1. 幼少期
グリーンは1960年12月4日にニカラグアのマナグアで生まれた。彼の年齢については一部で議論があったものの、1960年生まれが定説となっている。エドワード・グリーン・シンクレアとバーサ・カサヤの10人の子供の一人であった。彼の父親であるエドワード(エドゥアルド)・グリーンは、マナグアのシンコ・エストレージャス・クラブやニカラグア野球国家代表チームの外野手として、ニカラグアで非常に成功した野球選手だった。グリーンは主にミスキート・コースト・クレオール語圏であるブルーフィールズで、主にスペイン語を話す家庭で育った。彼の姉妹であるイザベルとカルロタは、著名なバスケットボール選手として知られている。
2. プロ野球選手としてのキャリア
デビッド・グリーンは、MLBとNPB、そしてマイナーリーグでプロ野球選手としてのキャリアを築き、俊足巧打の選手として活躍しました。
2.1. ミルウォーキー・ブルワーズ (マイナーリーグ時代)
グリーンは1978年9月24日にアマチュアのフリーエージェントとしてミルウォーキー・ブルワーズと契約を結んだ。翌年、カリフォルニアリーグのA級チームであるストックトン・ポーツでプロデビューを果たし、136試合に出場して打率.262、8本塁打、70打点を記録した。1980年シーズンはイースタンリーグのAA級チームであるホリヨーク・ミラーズでプレーし、129試合で打率.291、8本塁打、67打点をマークした。この年、彼の19三塁打はイースタンリーグで最多であった。
2.2. セントルイス・カージナルス (第一次在籍)
グリーンは、後に1982年のワールドシリーズで対戦することになるブルワーズとセントルイス・カージナルス間の大型トレードの一員となった。1980年12月12日、ブルワーズはグリーン、デイブ・ラポイント、シクスト・レスカーノ、ラリー・ソレンセンをカージナルスに放出し、見返りとしてローリー・フィンガーズ、テッド・シモンズ、ピート・ブコビッチを獲得した。

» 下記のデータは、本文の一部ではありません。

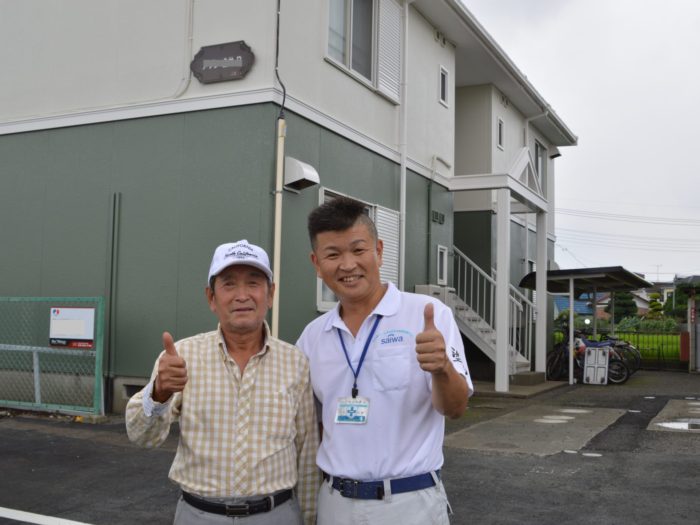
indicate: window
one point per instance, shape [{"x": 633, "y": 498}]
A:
[
  {"x": 352, "y": 44},
  {"x": 387, "y": 223},
  {"x": 501, "y": 134},
  {"x": 443, "y": 86},
  {"x": 442, "y": 265}
]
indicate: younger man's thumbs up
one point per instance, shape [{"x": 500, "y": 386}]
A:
[{"x": 430, "y": 345}]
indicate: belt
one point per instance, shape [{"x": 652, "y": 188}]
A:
[
  {"x": 239, "y": 509},
  {"x": 352, "y": 488}
]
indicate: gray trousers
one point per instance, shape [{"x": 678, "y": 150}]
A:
[
  {"x": 421, "y": 507},
  {"x": 286, "y": 514}
]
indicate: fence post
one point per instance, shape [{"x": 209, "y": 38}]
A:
[{"x": 37, "y": 378}]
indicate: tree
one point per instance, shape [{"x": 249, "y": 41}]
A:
[
  {"x": 656, "y": 309},
  {"x": 624, "y": 306},
  {"x": 676, "y": 305}
]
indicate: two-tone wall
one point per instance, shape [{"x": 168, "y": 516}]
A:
[{"x": 183, "y": 184}]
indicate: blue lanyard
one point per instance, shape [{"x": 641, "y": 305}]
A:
[{"x": 355, "y": 373}]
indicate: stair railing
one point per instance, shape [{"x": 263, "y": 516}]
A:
[{"x": 477, "y": 290}]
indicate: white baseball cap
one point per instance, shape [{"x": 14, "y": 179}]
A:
[{"x": 239, "y": 252}]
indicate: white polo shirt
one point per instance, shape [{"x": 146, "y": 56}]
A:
[{"x": 403, "y": 435}]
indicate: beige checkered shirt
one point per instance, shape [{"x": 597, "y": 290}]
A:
[{"x": 240, "y": 434}]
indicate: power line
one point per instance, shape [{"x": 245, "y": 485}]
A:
[
  {"x": 622, "y": 236},
  {"x": 627, "y": 218}
]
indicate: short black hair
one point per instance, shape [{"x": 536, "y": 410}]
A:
[{"x": 338, "y": 215}]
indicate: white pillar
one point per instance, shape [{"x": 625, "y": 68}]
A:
[
  {"x": 571, "y": 330},
  {"x": 541, "y": 293},
  {"x": 502, "y": 288}
]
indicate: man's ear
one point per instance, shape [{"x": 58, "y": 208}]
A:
[
  {"x": 210, "y": 297},
  {"x": 380, "y": 251},
  {"x": 314, "y": 261},
  {"x": 270, "y": 295}
]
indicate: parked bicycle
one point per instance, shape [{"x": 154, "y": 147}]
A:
[{"x": 558, "y": 359}]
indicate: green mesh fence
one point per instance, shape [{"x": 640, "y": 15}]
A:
[{"x": 59, "y": 374}]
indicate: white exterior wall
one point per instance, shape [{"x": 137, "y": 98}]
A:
[
  {"x": 85, "y": 60},
  {"x": 313, "y": 80},
  {"x": 72, "y": 57},
  {"x": 431, "y": 125},
  {"x": 514, "y": 123},
  {"x": 473, "y": 149}
]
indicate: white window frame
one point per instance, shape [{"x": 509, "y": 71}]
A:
[
  {"x": 444, "y": 82},
  {"x": 324, "y": 195},
  {"x": 500, "y": 134},
  {"x": 540, "y": 162},
  {"x": 386, "y": 32},
  {"x": 441, "y": 266}
]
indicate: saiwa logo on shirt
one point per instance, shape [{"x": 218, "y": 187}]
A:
[{"x": 394, "y": 338}]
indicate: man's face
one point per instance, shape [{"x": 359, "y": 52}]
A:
[
  {"x": 348, "y": 262},
  {"x": 241, "y": 298}
]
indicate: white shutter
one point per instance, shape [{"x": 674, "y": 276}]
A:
[
  {"x": 389, "y": 49},
  {"x": 387, "y": 222}
]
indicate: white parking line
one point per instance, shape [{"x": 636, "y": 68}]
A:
[{"x": 28, "y": 517}]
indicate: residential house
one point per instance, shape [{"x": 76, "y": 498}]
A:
[{"x": 130, "y": 147}]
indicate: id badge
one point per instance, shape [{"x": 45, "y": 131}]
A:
[{"x": 352, "y": 410}]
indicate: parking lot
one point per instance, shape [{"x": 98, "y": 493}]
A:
[{"x": 578, "y": 454}]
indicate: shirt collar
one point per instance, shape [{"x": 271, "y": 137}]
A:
[{"x": 388, "y": 306}]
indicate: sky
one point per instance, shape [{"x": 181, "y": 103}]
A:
[{"x": 624, "y": 75}]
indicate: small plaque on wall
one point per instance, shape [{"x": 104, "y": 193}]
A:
[{"x": 222, "y": 62}]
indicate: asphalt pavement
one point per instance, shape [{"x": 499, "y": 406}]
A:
[{"x": 617, "y": 454}]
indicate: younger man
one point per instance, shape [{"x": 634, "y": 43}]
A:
[{"x": 386, "y": 366}]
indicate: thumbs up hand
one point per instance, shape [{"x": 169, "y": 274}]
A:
[
  {"x": 430, "y": 345},
  {"x": 172, "y": 372}
]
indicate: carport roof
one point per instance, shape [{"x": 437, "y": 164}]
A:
[
  {"x": 601, "y": 279},
  {"x": 688, "y": 282}
]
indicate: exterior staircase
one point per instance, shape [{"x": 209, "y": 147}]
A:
[{"x": 472, "y": 300}]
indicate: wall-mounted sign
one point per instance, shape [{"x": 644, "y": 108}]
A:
[
  {"x": 72, "y": 327},
  {"x": 221, "y": 62}
]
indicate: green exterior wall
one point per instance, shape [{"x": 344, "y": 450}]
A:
[{"x": 186, "y": 183}]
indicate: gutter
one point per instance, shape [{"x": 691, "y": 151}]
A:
[
  {"x": 492, "y": 47},
  {"x": 403, "y": 147}
]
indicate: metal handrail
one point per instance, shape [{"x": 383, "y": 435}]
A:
[{"x": 477, "y": 290}]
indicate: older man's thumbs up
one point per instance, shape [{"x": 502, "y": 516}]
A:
[
  {"x": 430, "y": 345},
  {"x": 172, "y": 372}
]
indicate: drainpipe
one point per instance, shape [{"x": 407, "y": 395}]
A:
[
  {"x": 279, "y": 180},
  {"x": 186, "y": 74},
  {"x": 403, "y": 147},
  {"x": 433, "y": 172}
]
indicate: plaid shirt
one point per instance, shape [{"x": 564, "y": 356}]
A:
[{"x": 241, "y": 434}]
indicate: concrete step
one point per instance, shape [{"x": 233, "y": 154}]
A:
[{"x": 527, "y": 378}]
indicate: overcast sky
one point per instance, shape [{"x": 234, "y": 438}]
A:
[{"x": 624, "y": 75}]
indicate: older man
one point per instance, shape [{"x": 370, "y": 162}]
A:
[
  {"x": 248, "y": 433},
  {"x": 386, "y": 366}
]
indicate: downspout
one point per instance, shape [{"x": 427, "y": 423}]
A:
[
  {"x": 186, "y": 73},
  {"x": 403, "y": 147},
  {"x": 527, "y": 126},
  {"x": 433, "y": 172},
  {"x": 279, "y": 179}
]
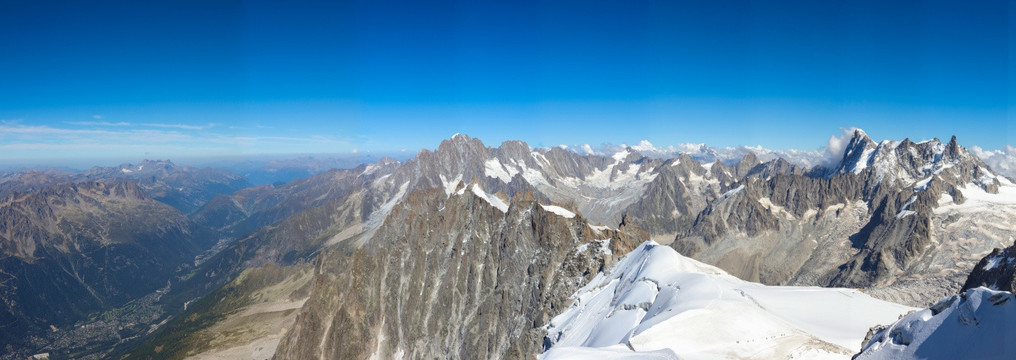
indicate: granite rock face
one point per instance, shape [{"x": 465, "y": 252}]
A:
[
  {"x": 451, "y": 277},
  {"x": 996, "y": 271}
]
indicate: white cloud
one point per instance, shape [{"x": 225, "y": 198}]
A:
[
  {"x": 1001, "y": 161},
  {"x": 833, "y": 153},
  {"x": 19, "y": 142},
  {"x": 181, "y": 126},
  {"x": 98, "y": 123}
]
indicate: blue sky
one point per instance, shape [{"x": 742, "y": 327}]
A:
[{"x": 131, "y": 79}]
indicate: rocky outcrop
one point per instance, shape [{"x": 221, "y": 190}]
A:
[
  {"x": 451, "y": 277},
  {"x": 72, "y": 249},
  {"x": 996, "y": 271}
]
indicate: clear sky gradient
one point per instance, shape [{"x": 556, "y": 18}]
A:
[{"x": 161, "y": 79}]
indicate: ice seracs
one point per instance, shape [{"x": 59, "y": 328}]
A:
[{"x": 659, "y": 304}]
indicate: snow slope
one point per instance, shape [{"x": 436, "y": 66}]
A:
[
  {"x": 657, "y": 303},
  {"x": 975, "y": 324}
]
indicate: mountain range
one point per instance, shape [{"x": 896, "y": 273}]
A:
[{"x": 471, "y": 251}]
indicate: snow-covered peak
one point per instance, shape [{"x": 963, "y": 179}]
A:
[
  {"x": 559, "y": 211},
  {"x": 493, "y": 199},
  {"x": 974, "y": 324},
  {"x": 656, "y": 302}
]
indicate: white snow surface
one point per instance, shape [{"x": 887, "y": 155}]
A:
[
  {"x": 493, "y": 168},
  {"x": 559, "y": 211},
  {"x": 659, "y": 304},
  {"x": 979, "y": 200},
  {"x": 491, "y": 198},
  {"x": 975, "y": 324}
]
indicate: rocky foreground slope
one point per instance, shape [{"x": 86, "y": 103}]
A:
[{"x": 427, "y": 257}]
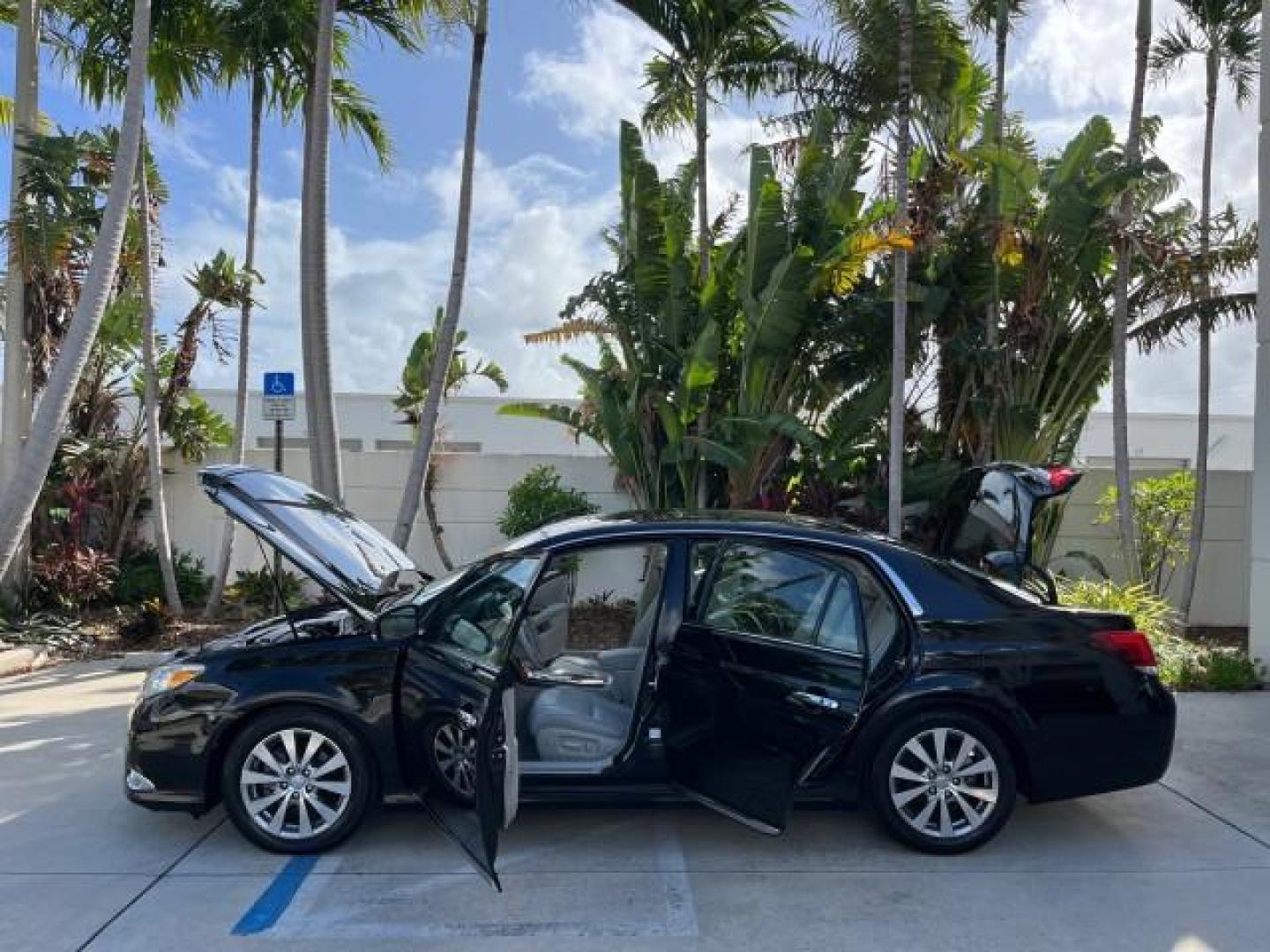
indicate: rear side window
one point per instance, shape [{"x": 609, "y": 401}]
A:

1981年シーズン、グリーンはAAA級のスプリングフィールド・レッドバーズに昇格し、106試合で打率.270、10本塁打、67打点を記録した。同年、セプテンバー・コールアップでカージナルスに昇格し、1981年9月4日に20歳でMLBデビューを果たした。この試合ではロサンゼルス・ドジャース戦にピンチヒッターとして出場し、2打席無安打に終わった。グリーンはその年のメジャーリーグで最年少選手であり、カージナルスで21試合に出場し、打率.147を記録した。9月26日にはピッツバーグ・パイレーツの投手ルイス・ティアントからMLB初安打となる適時打を放った。
1982年シーズン、グリーンはセントルイスとスプリングフィールドから移転したルイビル・レッドバーズの間でプレーした。ルイビルでは46試合で打率.345を記録し、カージナルスでは76試合に出場して打率.283を記録した。8月15日にはパイレーツの投手ランディ・ニーマンからMLBキャリア初の本塁打を放った。カージナルスはこのシーズンにワールドシリーズでブルワーズを破り、グリーンはワールドシリーズで打率.200を記録した。
1981年と1982年シーズンをカージナルスとそのAAA級傘下チームで過ごした後、グリーンは1987年までマイナーリーグに戻ることはなかった。1983年にはキャリアハイとなる146試合に出場し、打率.284、8本塁打、39打点を記録した他、34盗塁と10三塁打をマークした。1984年シーズンは126試合に出場。打率はわずかに低下して.268となり、盗塁と三塁打もそれぞれ17と4に減少した。しかし、本塁打数は前年からほぼ倍増し、15本塁打を放ち65打点を挙げた。
2.3. サンフランシスコ・ジャイアンツ
1985年2月1日、カージナルスはグリーン、デイブ・ラポイント、ゲイリー・レイシッチ、ホセ・ウリベをサンフランシスコ・ジャイアンツへ放出し、見返りとしてジャック・クラークを獲得した。グリーンは1985年シーズンにジャイアンツで106試合に出場し、打率.248、5本塁打、20打点を記録した。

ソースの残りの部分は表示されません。